Generally, the track density has grown more quickly than the linear density. Currently a high performance disk drive would have a maximum sustained bandwidth of approximately 171 MB/s. The actual average bandwidth would depend on the workload and the location of data on the surface. Further, current projections do not show much change in this over the next few years.
Maximum sustained bandwidth trend
The disk transaction rate has an even more complicated story. The transaction rate is the inverse of the average access time. The access time is the sum of two components: the average disk latency time and the average disk seek time.
Average latency trend
The average disk latency is ½ the rotational time of the disk drive. As you can see from its recent history, shown in the figure above, the latency has settled down to three values 2, 3 and 4.1 milliseconds.

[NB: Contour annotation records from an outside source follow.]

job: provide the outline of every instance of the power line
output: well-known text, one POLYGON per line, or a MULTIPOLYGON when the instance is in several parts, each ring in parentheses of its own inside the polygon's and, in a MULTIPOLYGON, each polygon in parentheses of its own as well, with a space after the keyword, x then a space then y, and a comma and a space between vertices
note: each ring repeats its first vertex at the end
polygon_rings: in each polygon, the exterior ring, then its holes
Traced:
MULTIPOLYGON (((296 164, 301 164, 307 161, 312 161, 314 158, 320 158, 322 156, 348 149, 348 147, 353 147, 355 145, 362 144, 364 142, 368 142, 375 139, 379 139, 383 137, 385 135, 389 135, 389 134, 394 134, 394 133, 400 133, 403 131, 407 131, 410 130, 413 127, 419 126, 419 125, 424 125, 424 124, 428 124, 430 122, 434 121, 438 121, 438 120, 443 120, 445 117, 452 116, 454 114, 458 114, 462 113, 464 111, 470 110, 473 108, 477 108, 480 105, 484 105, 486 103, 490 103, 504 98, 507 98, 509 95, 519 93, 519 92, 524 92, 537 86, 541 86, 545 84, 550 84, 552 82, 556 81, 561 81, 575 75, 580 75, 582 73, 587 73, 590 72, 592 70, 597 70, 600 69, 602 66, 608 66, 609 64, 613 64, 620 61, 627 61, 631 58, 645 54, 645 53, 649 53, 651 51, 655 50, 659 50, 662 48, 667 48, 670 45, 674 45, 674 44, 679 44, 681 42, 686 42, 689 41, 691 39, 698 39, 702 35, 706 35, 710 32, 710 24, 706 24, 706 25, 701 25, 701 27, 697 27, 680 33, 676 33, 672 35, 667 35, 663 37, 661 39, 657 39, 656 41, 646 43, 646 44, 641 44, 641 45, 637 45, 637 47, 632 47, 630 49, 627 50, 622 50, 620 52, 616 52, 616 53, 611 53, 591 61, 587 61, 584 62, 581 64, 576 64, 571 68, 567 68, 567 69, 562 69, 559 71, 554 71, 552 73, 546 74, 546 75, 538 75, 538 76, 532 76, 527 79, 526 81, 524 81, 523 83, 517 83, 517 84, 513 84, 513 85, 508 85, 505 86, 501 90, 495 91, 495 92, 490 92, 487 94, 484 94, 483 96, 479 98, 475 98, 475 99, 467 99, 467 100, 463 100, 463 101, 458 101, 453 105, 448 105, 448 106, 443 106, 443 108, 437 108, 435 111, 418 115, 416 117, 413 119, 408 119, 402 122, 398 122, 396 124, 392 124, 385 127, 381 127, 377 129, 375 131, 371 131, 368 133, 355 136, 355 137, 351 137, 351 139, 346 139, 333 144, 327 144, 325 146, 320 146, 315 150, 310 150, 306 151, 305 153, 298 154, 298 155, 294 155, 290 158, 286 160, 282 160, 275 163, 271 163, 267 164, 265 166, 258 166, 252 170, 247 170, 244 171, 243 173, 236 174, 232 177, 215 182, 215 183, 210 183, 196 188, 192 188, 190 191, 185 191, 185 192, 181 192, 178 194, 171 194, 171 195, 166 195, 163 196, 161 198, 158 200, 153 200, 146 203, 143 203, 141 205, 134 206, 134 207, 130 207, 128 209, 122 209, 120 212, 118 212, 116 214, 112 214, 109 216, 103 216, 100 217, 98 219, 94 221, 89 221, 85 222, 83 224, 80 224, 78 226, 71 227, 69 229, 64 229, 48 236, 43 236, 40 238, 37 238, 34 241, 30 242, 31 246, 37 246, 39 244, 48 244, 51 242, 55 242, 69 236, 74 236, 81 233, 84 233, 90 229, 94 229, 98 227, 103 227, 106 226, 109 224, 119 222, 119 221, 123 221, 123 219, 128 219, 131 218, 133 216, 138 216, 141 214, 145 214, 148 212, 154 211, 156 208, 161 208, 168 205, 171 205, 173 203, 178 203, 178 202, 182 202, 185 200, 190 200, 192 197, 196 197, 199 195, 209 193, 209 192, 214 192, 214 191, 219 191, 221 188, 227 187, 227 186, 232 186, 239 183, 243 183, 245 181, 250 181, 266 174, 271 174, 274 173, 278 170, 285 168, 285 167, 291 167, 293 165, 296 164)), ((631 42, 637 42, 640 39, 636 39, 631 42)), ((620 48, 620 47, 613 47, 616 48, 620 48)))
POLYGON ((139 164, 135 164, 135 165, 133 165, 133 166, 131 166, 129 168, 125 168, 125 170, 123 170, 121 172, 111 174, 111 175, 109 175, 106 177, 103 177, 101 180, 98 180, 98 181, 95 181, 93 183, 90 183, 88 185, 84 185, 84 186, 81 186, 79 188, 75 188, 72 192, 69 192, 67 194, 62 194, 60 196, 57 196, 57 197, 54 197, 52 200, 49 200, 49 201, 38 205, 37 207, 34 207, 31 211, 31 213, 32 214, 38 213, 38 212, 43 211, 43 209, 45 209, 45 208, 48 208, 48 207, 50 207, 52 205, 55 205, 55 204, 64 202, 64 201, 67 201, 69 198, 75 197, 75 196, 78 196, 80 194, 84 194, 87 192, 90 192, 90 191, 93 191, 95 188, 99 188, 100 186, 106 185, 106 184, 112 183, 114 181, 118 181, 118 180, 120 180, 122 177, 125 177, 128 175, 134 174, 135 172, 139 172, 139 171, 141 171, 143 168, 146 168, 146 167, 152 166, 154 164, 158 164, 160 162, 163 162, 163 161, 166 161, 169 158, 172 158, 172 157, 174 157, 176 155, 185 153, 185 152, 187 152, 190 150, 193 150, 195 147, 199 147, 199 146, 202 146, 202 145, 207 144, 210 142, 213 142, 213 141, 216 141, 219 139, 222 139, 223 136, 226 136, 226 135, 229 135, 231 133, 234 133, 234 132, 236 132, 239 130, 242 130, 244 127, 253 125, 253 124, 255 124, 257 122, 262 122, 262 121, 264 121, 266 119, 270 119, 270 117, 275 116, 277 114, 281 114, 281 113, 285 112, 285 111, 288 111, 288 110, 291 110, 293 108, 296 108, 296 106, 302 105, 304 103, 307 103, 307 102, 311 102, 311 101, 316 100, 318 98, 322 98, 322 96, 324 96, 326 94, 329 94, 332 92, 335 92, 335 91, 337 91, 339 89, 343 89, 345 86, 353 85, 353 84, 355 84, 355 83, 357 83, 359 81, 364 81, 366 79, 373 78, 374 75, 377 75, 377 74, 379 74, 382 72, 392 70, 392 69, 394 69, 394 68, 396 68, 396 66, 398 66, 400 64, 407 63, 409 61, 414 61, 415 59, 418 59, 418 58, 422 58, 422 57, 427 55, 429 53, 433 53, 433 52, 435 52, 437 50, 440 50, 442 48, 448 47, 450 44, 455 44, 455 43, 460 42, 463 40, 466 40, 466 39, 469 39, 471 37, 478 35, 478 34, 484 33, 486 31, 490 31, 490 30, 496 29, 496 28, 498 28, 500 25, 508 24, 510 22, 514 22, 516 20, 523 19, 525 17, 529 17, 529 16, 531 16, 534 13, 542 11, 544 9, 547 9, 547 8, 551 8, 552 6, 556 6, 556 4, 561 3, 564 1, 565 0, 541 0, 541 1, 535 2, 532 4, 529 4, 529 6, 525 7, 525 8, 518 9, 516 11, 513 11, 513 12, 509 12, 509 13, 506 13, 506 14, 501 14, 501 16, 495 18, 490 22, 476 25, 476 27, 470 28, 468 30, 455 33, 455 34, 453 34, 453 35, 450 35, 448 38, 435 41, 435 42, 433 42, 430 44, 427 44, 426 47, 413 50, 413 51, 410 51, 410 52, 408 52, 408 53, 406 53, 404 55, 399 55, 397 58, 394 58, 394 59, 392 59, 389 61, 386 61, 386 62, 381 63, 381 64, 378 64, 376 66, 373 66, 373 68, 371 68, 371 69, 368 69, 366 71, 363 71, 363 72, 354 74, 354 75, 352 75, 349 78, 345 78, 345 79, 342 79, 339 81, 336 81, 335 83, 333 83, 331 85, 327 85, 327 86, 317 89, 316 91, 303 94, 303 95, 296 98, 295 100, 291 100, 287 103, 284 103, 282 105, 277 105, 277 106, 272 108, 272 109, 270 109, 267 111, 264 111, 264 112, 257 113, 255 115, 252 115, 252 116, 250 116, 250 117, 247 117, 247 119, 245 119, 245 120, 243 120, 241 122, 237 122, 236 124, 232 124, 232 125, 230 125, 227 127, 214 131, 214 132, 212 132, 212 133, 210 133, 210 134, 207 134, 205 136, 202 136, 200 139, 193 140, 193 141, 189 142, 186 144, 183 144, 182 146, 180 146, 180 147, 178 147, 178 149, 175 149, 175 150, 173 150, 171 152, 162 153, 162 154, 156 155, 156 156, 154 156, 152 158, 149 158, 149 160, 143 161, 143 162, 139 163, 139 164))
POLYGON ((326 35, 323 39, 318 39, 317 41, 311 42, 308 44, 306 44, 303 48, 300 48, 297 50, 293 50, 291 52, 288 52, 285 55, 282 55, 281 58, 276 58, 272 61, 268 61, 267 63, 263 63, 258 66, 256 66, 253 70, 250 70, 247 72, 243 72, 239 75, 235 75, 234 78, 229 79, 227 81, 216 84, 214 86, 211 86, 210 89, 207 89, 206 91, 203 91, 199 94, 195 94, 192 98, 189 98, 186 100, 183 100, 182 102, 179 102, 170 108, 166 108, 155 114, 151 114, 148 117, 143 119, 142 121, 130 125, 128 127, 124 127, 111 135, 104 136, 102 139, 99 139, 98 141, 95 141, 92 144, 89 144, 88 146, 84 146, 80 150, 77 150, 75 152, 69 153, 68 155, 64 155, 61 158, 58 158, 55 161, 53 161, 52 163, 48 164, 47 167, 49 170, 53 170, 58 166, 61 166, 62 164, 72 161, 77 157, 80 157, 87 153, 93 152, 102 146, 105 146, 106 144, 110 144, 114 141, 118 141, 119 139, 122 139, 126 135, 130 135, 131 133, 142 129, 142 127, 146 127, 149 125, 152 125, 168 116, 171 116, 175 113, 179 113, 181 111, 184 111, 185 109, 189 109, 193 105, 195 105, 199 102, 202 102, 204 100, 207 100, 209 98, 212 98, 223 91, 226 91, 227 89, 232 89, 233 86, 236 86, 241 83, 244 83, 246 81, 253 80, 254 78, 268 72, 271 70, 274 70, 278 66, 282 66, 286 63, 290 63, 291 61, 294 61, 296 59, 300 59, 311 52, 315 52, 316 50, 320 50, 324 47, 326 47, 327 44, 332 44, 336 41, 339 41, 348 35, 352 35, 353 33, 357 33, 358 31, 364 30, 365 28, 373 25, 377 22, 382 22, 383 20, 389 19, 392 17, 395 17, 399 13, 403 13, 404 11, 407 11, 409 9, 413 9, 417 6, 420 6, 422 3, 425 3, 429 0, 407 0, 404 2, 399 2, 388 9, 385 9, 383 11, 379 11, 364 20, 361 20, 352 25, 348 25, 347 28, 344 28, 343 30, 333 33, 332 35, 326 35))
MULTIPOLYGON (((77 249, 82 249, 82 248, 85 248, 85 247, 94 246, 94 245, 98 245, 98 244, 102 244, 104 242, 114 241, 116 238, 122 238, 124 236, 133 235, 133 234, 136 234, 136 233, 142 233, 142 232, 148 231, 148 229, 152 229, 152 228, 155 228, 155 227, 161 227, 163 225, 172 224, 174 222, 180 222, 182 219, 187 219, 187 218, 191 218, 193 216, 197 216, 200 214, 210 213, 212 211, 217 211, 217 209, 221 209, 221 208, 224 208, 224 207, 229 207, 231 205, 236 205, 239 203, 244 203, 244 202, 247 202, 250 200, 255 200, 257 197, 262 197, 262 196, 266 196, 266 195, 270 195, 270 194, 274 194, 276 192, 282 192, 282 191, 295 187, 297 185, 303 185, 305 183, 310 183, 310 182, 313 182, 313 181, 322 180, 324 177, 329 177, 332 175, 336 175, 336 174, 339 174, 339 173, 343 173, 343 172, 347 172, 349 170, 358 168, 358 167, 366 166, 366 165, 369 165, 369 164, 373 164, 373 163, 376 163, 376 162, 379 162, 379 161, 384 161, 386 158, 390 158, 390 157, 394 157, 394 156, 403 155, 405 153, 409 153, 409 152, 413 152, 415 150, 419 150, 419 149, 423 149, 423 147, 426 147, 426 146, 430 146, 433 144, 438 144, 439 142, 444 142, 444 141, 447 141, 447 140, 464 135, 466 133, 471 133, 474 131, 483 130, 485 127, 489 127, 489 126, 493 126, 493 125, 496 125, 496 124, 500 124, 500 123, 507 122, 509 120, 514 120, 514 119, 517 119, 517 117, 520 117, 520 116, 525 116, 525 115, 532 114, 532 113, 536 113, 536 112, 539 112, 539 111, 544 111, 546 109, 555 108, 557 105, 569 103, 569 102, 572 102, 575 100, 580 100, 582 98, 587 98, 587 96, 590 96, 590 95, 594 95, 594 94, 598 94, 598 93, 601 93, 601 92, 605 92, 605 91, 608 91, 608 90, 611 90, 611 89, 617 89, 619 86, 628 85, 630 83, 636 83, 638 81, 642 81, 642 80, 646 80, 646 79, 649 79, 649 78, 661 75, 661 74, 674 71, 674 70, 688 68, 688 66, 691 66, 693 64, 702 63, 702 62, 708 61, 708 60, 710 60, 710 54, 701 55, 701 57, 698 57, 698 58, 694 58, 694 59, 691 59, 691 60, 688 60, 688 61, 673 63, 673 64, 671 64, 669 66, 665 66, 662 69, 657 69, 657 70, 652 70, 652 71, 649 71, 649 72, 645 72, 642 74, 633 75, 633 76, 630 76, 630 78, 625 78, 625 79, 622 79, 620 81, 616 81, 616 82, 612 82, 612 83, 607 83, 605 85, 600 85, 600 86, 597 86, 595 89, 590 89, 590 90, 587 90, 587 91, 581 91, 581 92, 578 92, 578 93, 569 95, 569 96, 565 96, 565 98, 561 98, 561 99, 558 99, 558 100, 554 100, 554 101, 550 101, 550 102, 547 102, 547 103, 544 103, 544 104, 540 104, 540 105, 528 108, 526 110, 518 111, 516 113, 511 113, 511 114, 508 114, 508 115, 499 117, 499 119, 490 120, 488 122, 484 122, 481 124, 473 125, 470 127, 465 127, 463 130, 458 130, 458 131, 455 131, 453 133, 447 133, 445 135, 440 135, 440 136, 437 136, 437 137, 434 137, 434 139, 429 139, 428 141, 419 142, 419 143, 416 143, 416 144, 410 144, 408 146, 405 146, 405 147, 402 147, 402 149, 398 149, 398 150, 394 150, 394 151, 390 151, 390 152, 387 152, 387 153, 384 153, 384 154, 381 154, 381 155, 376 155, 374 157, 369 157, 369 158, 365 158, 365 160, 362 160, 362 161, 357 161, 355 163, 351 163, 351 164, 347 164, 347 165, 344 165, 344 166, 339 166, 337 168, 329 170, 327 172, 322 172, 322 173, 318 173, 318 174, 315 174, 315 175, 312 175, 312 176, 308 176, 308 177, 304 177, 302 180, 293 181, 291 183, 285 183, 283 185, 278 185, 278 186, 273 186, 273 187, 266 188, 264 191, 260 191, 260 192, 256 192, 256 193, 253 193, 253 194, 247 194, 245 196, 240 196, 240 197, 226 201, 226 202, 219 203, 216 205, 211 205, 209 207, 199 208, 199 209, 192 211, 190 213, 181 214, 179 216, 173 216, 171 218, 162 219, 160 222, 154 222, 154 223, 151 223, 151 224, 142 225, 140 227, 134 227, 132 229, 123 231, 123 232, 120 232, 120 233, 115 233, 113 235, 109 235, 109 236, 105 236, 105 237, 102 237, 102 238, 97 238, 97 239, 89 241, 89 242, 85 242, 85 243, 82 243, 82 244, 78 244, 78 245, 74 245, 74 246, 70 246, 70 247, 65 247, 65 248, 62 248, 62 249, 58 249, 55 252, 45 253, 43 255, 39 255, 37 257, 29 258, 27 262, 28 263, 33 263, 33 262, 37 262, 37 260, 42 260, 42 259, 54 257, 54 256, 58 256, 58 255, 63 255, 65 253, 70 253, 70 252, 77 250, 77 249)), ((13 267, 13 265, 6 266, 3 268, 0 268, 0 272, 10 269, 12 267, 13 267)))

These are ½ the inverses of 15,000, 10,000 and 7,200 revolutions per minute (RPM), respectively. It is unlikely that there will be a disk rotational speed increase in the near future. In fact, the 15,000 RPM drive and perhaps the 10,000 RPM drive may disappear from the marketplace. A slower drive, such as one at 5,400 RPM, may appear in the enterprise space. If this reorganization of the disk rotational speed menu does occur, it will have been driven by the successful combination of solid state storage and slower disk drives into storage systems that provide the same or better performance, cost and power.
Average seek time trend
The recent history of disk seek time is shown above. The seek time is due to the mechanical motion of the head when it is moved from one track to another. It is improving by about 5% CAGR. In general, this is a mature technology and is not likely to change dramatically in the future. It seems to be trending toward values at around 2 ms for high performance disk drives.
The combination of slow growth in seek time and a near stand-still in rotational latency or even possible increase in average rotational latency, lead to the conclusion that the average access time for enterprise disks is not likely to be better than 3-4 milliseconds and that commercial disk drives (7,200 RPM) are not likely to be better than 6-8 milliseconds. Access times greater than this are quite possible.